Let's face it. Hong Kong, we've got a vaccine problem.
Vaccine uptake remains sluggish, especially amongst the youth. The citizenry at large remains skeptical of the merits and need for vaccination – and, had it not been for the incredible stint pulled off by a select few property developers last week, rates would have likely remained that way for quite some time. Sinovac, Pfizer – it doesn't matter; what matters, instead, is that the Hong Kong public appears to be fundamentally opposed to getting the jab.
And why's that, you may ask?
Some (especially those in the establishment) blame the media. The media are scaremongering, or so they claim – overhyping the frequency and severity of side effects, downplaying the need and imperative of getting vaccinated, and lending far too much credibility to the fringest of fringe theories concerning what the administration is ostensibly up to with its vaccine campaigns. Media shenanigans are making life difficult for the administration, who is already fighting an uphill battle when it comes to international and domestic optics. It's the journalists, damn it.
But for all those in the administration and establishment politicians who weren't born yesterday, they should know fully well that the media backlash and scrutiny – whilst irritating and certainly excessive at times – are part and parcel of public policymaking. Presumably, the solution to a raucous press is neither to crack down on it (which would only spur further conspiracies and misinformation), nor to flagrantly ignore what the press is saying: both of which appear to be strategies that our establishment has mercurially vacillated between – though never striking the necessary sweet-spot in the middle.
Maybe we should look elsewhere, then.

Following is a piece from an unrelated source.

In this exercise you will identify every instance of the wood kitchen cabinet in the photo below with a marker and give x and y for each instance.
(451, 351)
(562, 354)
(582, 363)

Perhaps 'tis to do with Hong Kong's relatively decent case numbers, which have lowered the public's sense of urgency when it comes to undertaking preventative measures? After all, why bother with getting a needle poked through one's arm twice, when one could simply make do with washing one's hands, wearing a mask (or not, alas!), and continuing on with life as normal?
Here's the thing – this fallacious argument is structurally no different from the complacent claim that given we have yet to experience the real impacts of climate change in our part of the world (though, I don't know about you, but the horrendous downpour this Tuesday certainly put a damp cloth on more than just my hair – 'tis a sign of the times to come), we should do nothing to stop climate change. This is, again, an absurd claim.
We've seen in India, Taiwan, and Singapore how quickly an outbreak can spiral out of control. Yes – we've done alright so far, with a highly conscientious and industrious civilian population, a broadly committed and ardent healthcare workforce, a passable administration, and a civil society that has stepped up to fill in where the government falters. Yet to think that these measures and virtues alone would suffice, is akin to playing Russian Roulette whilst drunk. All we need is one slip-up, one hole in the system, one superspreading event, for the entire city's best made plans to go absolutely awry. Vaccination isn't a bonus, it's a must.
It's a must for those who regularly (even infrequently) interact with vulnerable populations who can't receive the jab, or who are especially susceptible to the most severe symptoms of COVID-19. It's a must for those who work with children, teenagers, the sick and the ill. It's also a must for our economy to gradually re-open – think about the numbers, think about the jobs, and, above all, think about what life would look like in six months' time, if we still can't open up our darned borders fully, for we have yet to pass the vaccination rate requirements that other states or regions will have, by then, unilaterally imposed upon us.
And you know what? I don't blame or fault most amongst those who refuse to get the jab. The communications strategy from the administration hasn't been great, to say the least. From a layperson's perspective, it remains deeply unclear as to what the unique, distinct benefits that one could only accrue from vaccination in fact are. Will we receive substantially reduced quarantine periods (reduced, yes, but to what effect when it comes to incentivising folks)? Will we be exempt from wearing masks outdoors? Can we cite our being vaccinated as a legitimate reason or justification for convening and participating in large-scale events? What does getting the jab do for us, independent of the jab itself?
Now, I know, I know – the puritans amongst my friends would protest: surely, vaccination is a matter of civic duty, it should not be contaminated or imbued with any additional incentives that should be “below us” at this point.
Yet it's one thing to talk about vaccination in theory, it's another to roll it out en masse, and it's another thing, still, to see through to individuals getting successfully vaccinated. Yes, there exist civic duties on our part to protect others, our families, and ourselves – this is commonsense, and this is indubitably quasi-truistic. You'd be preaching to the choir in trying to convince me… but most folks operate on the basis of incentives – people need reasons for them to do things. These reasons may well be impure; they could even be tainted with the vice of avarice – money, the root of all evil. But at the very least, paying folks to get the jab can and does work.
More generally, it's high time for the government to restore public confidence in the establishment. Buy-in, support, and appreciation of the administration have been at all-time lows over the past year. Hongkongers need active reasons to support the state – it shouldn't be that the state is demanding support with nothing to offer or give, for that is blatantly against the very grain and ethos of governance. If the Government House is genuinely committed to making vaccinations work, it's high time that they worked – seriously – on their PR strategy, and beyond.